The White House at Work



Monday, April 28, 1997
Call to Service

TODAY: PRESIDENT CLINTON EXPANDS AMERICORPS AND ISSUES NATIONWIDE CALL TO SERVICE

At the Presidents' Summit for America's Future, President Clinton announced new proposals to expand service and mutual responsibility nationwide:

President Clinton announced new AmeriCorps Challenge Scholarships -- asking charities, religious groups, and community groups to enlist young people for a year of full-time service, and giving those young people AmeriCorps scholarships in return. If the private and non-profit sectors rise to this challenge, these scholarships would go to as many as 50,000 young people with money that is already in the President's balanced budget.

President Clinton challenged every state and every school system to offer young people the chance to serve -- to help teach them the responsibility of citizenship.

President Clinton announced new legislation to allow any young person with a college loan to take a year to serve without accruing additional interest on that loan.

President Clinton announced the expansion the Police Corps, to triple the number of young people who can earn four years of college by agreeing to serve at least four years as police officers, and challenged young people to become teachers where they are needed most -- in America's central cities.
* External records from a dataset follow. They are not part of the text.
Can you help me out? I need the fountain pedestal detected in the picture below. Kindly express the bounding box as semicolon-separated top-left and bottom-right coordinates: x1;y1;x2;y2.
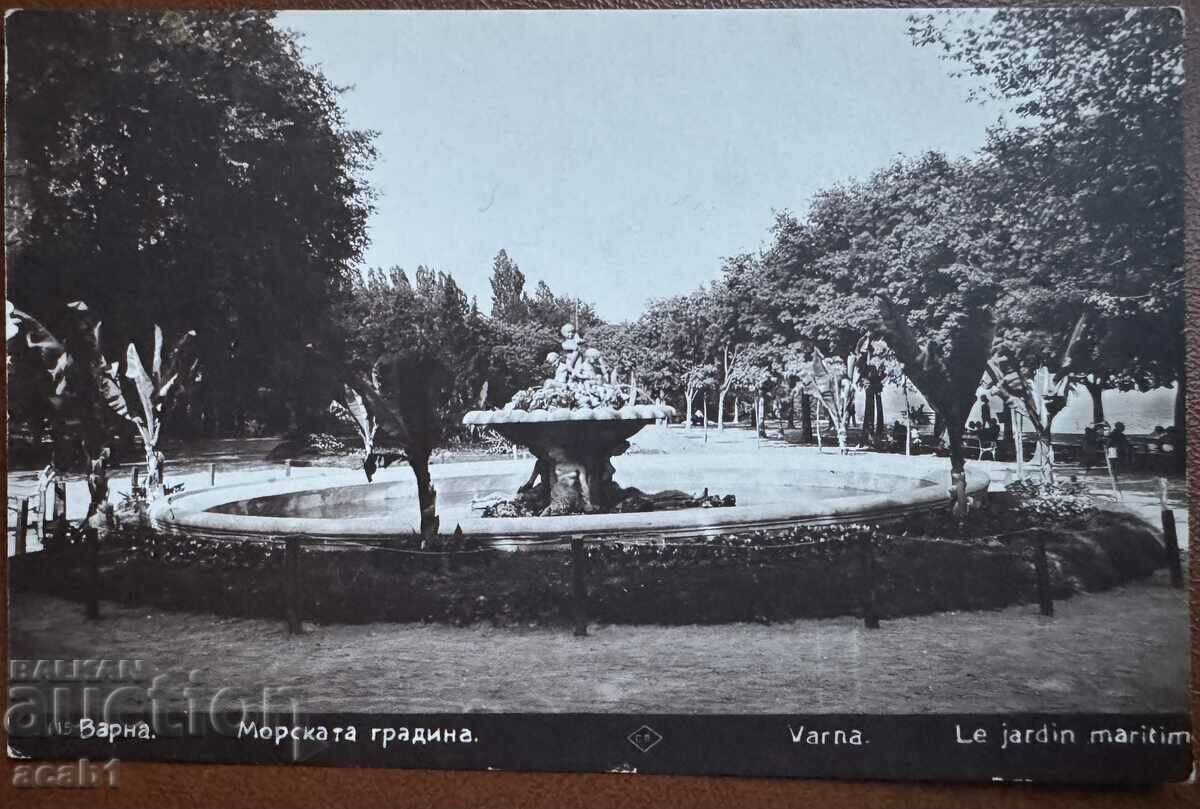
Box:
463;405;674;515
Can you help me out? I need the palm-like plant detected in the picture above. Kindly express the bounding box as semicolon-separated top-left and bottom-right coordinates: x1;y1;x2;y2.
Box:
108;325;198;496
329;385;379;483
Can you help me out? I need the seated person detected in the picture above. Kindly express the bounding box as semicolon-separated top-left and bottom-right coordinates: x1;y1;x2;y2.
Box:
1106;421;1132;466
1079;427;1104;472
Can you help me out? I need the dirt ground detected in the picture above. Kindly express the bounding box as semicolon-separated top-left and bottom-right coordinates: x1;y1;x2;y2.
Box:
11;571;1189;713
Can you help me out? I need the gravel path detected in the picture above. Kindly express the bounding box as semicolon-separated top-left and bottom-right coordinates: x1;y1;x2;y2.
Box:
11;571;1189;713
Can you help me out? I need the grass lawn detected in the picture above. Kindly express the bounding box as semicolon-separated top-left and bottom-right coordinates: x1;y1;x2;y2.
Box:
10;571;1189;713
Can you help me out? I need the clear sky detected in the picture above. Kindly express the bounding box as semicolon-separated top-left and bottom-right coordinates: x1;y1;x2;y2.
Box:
278;11;1000;320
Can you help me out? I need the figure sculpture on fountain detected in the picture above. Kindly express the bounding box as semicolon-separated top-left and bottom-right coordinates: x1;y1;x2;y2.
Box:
463;323;736;516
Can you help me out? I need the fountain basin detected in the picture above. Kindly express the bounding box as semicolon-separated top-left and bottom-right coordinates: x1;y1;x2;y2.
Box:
462;405;674;516
151;449;989;545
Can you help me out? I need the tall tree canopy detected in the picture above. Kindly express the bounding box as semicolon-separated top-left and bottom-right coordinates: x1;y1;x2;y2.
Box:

In his speech this morning, President Clinton said that "The era of big government is over, but big challenges remain. We are here to proclaim: the era of big citizenship has begun."

The President issued a call to action to all Americans to serve our children, and to help teach them to serve -- not as a substitute for government, but to meet our major challenges as one community, working together.

The President emphasized that even with all the progress our nation has made -- 12 million new jobs, falling crime and welfare rolls -- we still face enormous challenges. But the toughest of these are challenges of the heart -- ones that must be faced person by person, neighbor by neighbor, community by community. That is why restoring an ethic of service and mutual responsibility is so important.